El enfoque que le haría yo a la pregunta sería: ¿por qué narices se empeñaron en pedir fondos y construir unas desaladoras que nadie quería?? La única forma de que se pueda usar, es mediante una fuerte subvención, no sé si permitida por la ley. Y aún así, sólo resultaría interesante a las zonas cercanas a la desaladora, como el campo de cartagena y zonas de Alicante. Para el resto de zonas ni subvencionada el agua es rentable, debido al coste de distribución.

----------


## F. Lázaro

> como bien ha apuntado el presidente de esa asociación, el agua desalada no es una alternativa viable por sí sola.





> Más que nada porque el agua desalada, aún subvencionada, es mucho más cara que el agua del trasvase [...]
> 
> Además están las reticencias en cuanto a la calidad del agua.
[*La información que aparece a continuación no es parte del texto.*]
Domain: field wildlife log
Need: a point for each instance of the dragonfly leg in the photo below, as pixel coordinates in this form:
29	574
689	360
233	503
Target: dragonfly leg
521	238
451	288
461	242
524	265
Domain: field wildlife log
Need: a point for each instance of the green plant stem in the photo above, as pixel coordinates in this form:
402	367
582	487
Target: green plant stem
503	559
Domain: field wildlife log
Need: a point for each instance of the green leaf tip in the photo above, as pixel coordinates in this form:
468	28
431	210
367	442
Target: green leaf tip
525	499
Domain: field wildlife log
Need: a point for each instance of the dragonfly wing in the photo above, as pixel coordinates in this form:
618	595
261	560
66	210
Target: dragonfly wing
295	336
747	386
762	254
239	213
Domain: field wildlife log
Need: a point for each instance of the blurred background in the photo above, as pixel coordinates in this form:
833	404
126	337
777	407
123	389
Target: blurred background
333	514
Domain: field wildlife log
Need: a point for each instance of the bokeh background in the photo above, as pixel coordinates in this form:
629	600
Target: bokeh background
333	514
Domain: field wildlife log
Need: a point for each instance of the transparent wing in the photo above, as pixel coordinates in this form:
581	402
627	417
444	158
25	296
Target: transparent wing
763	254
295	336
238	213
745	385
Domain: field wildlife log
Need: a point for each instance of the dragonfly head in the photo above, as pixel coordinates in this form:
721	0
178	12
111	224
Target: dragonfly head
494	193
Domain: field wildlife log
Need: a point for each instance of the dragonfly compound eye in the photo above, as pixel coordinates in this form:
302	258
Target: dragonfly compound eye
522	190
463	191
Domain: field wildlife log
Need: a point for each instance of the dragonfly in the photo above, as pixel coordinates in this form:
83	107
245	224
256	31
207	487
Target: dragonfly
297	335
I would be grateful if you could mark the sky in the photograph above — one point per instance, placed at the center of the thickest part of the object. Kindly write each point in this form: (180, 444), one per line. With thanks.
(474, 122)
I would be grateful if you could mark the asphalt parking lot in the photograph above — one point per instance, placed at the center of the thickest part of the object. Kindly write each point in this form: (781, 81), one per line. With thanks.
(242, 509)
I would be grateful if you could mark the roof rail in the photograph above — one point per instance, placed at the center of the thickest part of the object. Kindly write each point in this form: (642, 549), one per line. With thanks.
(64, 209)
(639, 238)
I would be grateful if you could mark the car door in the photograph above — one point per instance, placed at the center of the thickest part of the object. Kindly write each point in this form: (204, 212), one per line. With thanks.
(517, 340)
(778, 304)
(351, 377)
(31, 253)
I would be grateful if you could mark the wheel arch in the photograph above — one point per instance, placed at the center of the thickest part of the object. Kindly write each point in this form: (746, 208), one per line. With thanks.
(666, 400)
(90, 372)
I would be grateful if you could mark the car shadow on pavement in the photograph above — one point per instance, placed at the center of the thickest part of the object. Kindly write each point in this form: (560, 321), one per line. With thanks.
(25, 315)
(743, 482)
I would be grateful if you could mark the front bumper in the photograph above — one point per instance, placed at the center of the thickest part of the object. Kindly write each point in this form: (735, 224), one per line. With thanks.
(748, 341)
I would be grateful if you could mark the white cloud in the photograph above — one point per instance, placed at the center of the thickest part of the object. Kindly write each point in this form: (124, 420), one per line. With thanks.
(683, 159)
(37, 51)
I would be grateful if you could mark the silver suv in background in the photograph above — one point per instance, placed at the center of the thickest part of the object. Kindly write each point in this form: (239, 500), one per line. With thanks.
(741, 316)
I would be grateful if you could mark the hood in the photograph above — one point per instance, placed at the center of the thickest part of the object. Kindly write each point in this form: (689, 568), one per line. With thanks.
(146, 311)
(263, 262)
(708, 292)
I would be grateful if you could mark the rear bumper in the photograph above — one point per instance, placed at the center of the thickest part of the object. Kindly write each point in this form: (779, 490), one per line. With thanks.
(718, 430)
Aunque parece que la de Torrevieja es apta, ya se verá.


Al menos en el Levante se puede desalar agua, ya sea para beber para regar. En Extremadura, Madrid, ambas Castillas, Aragón etc, no se puede. 

Cuando se acabe el agua, se acabó. Que se lo digan a los de la cabecera del Tajo. Como no llueva este invierno menuda les espera...

----------


## Asteriom

A mi lo que me impresiona es que desprecien el Agua de la propia cuenta "no es solución ni que tengamos un agua desde la propia cuenca". 
Creo que en este foro leí que los Embalses de Murcia sólo te utilizan de Regulación de Tormentas porque ya no cuentan con personal para regular las compuertas. Es por eso que el nivel de los embalses de Murcia se mantiene estancada este otoño a pesar que ha llovido en estos meses mucho mas que lo habitual? 
(adjunto gráfica AEMET http://www.aemet.es/es/serviciosclim...78I&datos=prec).
 Estoy de acuerdo que en Murcia hay poca capacidad pero me parece tristísimo que no se este aprovechando esta estación.




> Claro que sí hombre, desviemos todos los ríos hacia los regadíos del trasvase. El agua es toda para ustedes, os pertenece por ley.

----------